2018-01-30 09:13:08.565407: I tensorflow/stream_executor/cuda/cuda_gpu_executor.cc:857] ARM64 does not support NUMA - returning NUMA node zero
2018-01-30 09:13:08.565560: I tensorflow/core/common_runtime/gpu/gpu_device.cc:955] Found device 0 with properties:
name: NVIDIA Tegra X2
major: 6 minor: 2 memoryClockRate (GHz) 1.3005
pciBusID 0000:00:00.0
Total memory: 7.67GiB
Free memory: 5.22GiB
2018-01-30 09:13:08.565617: I tensorflow/core/common_runtime/gpu/gpu_device.cc:976] DMA: 0
2018-01-30 09:13:08.565645: I tensorflow/core/common_runtime/gpu/gpu_device.cc:986] 0: Y
2018-01-30 09:13:08.565676: I tensorflow/core/common_runtime/gpu/gpu_device.cc:1045] Creating TensorFlow device (/gpu:0) -> (device: 0, name: NVIDIA Tegra X2, pci bus id: 0000:00:00.0)

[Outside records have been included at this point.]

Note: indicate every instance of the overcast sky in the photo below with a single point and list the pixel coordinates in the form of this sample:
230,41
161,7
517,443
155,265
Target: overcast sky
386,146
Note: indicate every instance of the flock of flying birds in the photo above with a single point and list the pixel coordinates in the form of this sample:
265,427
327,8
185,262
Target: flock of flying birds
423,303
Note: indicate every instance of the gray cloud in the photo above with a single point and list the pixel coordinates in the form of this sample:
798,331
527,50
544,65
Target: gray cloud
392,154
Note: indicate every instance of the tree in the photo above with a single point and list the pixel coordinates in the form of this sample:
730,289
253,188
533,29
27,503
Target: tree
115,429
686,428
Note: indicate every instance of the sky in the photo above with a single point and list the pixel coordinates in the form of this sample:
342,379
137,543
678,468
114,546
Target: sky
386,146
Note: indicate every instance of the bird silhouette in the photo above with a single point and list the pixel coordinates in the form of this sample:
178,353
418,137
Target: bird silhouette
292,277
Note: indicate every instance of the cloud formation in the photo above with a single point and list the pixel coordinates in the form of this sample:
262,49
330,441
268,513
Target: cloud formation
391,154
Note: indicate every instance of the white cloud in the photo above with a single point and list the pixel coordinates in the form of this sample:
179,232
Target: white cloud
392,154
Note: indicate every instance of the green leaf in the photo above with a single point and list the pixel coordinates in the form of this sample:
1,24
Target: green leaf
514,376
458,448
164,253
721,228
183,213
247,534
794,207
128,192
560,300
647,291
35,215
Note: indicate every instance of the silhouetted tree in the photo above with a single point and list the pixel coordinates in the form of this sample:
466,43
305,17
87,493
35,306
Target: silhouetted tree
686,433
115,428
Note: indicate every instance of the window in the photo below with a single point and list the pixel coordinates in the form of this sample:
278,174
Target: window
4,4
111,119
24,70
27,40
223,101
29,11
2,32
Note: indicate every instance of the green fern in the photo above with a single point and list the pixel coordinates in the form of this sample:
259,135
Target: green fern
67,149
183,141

2018-01-30 09:16:20.210420: E tensorflow/stream_executor/cuda/cuda_timer.cc:54] Internal: error destroying CUDA event in context 0x6811920: CUDA_ERROR_LAUNCH_FAILED
2018-01-30 09:16:20.210558: E tensorflow/stream_executor/cuda/cuda_timer.cc:59] Internal: error destroying CUDA event in context 0x6811920: CUDA_ERROR_LAUNCH_FAILED
2018-01-30 09:16:20.211604: F tensorflow/stream_executor/cuda/cuda_dnn.cc:2045] failed to enqueue convolution on stream: CUDNN_STATUS_EXECUTION_FAILED
========= Error: process didn't terminate successfully
========= Internal error (20)
========= No CUDA-MEMCHECK results found
I compiled TF 1.5 for python 2 against cuda 8 and cudnn 7.
I also have an 8GB swap file enabled.
It seems that I get the error only the first time I run the inference. After that all runs are successful. The same happens even after a reboot.
Thanks for the update. It looks like the error comes from the TF application.
Although there is a workaround shared by am2266, it’s still recommended to file an issue to TensorFlower.
I have just one more doubt. I never managed to install the JetPack from an host using the installer so I installed the components manually. For cudnn I install it with apt install libcudnn7-dev, is this ok?